Eclectic 18 UK – Hole No. 10, St. George’s Hill

An analysis of the 10th hole at St. George’s Hills Golf Club


After three straight links holes to close out the front nine, the outward half of the Eclectic 18 UK begins with a semi-blind tee shot just steps from the terrace of the red brick castle that St. George’s Hill Golf Club calls a clubhouse. British golf courses may be known for their quaint clubhouses, but this one in London’s posh suburb of Weybridge could have hosted a medieval jousting competition. What it presides over today is Harry Colt’s best work in Surrey. And for our money, Colt’s “best” trumps his “least bad”!*

(*Harry Colt famously referred to Swinley Forest as his “least bad golf course.”)

The clubhouse is far from the only mansion you will see at St. George’s Hill. This 27-hole facility was one of golf’s earliest real-estate ventures, and now home to a rather long list of celebrities, footballers, and Russian oligarchs.

If you fancy famous golf holes over famous people, however, there are plenty of the former at St. George’s Hill. The 8th hole on the Red course, which graces the cover of Robert Hunter’s The Links, has rightfully become most famous. If it were restored to its former glory, the mid-length par 3 would be a strong contender to knock off the Postage Stamp for the eighth slot in our Eclectic 18.

The photo of the 8th hole at St. George's Hill that appears on the cover of Robert Hunter's 1926 book The Links

Back in Hunter and Colt’s time, this stunning par 3 was far more rugged. Like its brother, the 5th at Sunningdale, it would have revealed itself in a most dramatic fashion after the early tree-lined holes. Similarly, once you cross the valley and arrive at the 8th green, you get a long view up the 9th to the clubhouse just as stunning as Sunningdale’s sprawling tract of heath.

After the Red course, which serves as the front nine in St. George’s Hills’ championship routing, the Blue course and our Eclectic 18’s back nine begins with the stellar 10th hole. This long par 4—or what Fried Egg Andy might call a par “four and a half”—starts with a tee shot over a heathery expanse to a generous fairway. You can see some short grass from the tee, but the landing area and a big dip in the fairway are hidden. The second shot plays over a sandy ridge that bisects the fairway and trails off into a string of bunkers that lead to the right corner of the green.

An aerial view of the 10th hole at St. George's Hill (Google Earth)

Since the semi-blind fairway runs downhill and left to right, placing your tee shot in the proper place is a difficult task. But it does not get any easier on the second shot, which you must hit up and over the hazards that Colt has strung across the fairway. The green and approach continue to tumble downhill and left to right, making a bouncing cut both the ideal way to approach the green and the shot type most susceptible to the well-placed hazards. This is where Colt really hits the nail on the head with his bunkering scheme and green design, both of which emphasize the strategy suggested by the land.

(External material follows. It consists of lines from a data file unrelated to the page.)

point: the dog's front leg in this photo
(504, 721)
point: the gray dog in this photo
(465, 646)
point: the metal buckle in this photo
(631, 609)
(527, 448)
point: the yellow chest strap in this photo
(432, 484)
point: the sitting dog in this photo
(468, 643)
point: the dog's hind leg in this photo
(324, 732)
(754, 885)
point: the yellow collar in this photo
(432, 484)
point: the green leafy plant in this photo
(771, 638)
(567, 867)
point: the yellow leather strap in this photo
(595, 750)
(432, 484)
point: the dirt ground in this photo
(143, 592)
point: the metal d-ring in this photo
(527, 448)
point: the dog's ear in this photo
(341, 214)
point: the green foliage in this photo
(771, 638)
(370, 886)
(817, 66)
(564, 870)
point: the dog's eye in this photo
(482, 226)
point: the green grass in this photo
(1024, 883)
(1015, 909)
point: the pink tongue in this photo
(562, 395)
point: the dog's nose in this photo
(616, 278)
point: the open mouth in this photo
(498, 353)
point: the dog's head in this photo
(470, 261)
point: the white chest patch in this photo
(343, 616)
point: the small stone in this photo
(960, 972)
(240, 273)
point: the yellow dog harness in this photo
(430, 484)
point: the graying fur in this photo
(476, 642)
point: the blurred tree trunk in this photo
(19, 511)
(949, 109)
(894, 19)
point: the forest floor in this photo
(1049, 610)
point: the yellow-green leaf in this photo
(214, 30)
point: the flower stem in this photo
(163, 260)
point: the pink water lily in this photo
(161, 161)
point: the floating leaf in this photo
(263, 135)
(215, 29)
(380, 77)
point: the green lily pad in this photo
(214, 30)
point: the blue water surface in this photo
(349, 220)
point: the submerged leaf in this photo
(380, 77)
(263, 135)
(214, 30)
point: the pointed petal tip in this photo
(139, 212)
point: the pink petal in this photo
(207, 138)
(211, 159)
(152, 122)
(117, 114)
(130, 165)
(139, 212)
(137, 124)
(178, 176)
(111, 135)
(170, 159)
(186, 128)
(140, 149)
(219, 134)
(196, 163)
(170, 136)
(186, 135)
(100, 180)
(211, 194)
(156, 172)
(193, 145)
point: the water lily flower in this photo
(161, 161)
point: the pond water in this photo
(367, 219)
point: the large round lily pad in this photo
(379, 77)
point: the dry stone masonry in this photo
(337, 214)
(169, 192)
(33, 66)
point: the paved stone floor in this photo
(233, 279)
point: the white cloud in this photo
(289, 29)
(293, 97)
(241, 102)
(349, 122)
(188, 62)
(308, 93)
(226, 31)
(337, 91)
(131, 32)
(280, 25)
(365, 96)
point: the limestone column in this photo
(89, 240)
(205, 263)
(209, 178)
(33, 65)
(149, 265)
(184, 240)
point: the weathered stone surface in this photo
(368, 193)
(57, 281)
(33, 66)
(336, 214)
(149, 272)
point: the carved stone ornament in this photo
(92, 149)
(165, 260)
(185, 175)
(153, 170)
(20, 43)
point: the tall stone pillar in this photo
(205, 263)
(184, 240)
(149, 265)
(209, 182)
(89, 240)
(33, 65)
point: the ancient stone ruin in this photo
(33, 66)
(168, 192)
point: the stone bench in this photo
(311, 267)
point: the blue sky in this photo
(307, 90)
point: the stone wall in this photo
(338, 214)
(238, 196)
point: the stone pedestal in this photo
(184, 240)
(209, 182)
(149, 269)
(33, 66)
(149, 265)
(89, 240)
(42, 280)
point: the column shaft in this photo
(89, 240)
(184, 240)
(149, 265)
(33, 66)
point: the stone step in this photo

A bare sliver of fairway to the right offers the possibility of a layup. Golfers who take this path can open up the green visually between the bunkers and use the angle to play their third shot more into the slope of the severe putting surface. It is easy to wonder whether the fairway here were originally wider and more conducive to strategic layups of this type.

The two-tiered green that Colt carved into the natural amphitheater is one of his best. Partially obscured from the fairway, this putting surface flows out of the high landforms on the left. With steep banks around it, the higher left tier of the green almost looks like a punchbowl and therefore begs for a running shot. More often than not, however, the severe slope down off of the tier to the right will collect your ball. That’s not the end of the world, though; an uphill putt is easier than stopping a downhill one.

Later, Colt offers one last glimpse of this famed green as you play the 17th back past the 10th on the tough finishing stretch of the Blue course. It’s a long climb back to the castle, but once you have slayed this dragon, be sure to bring home a souvenir with one of golf’s best logos on it.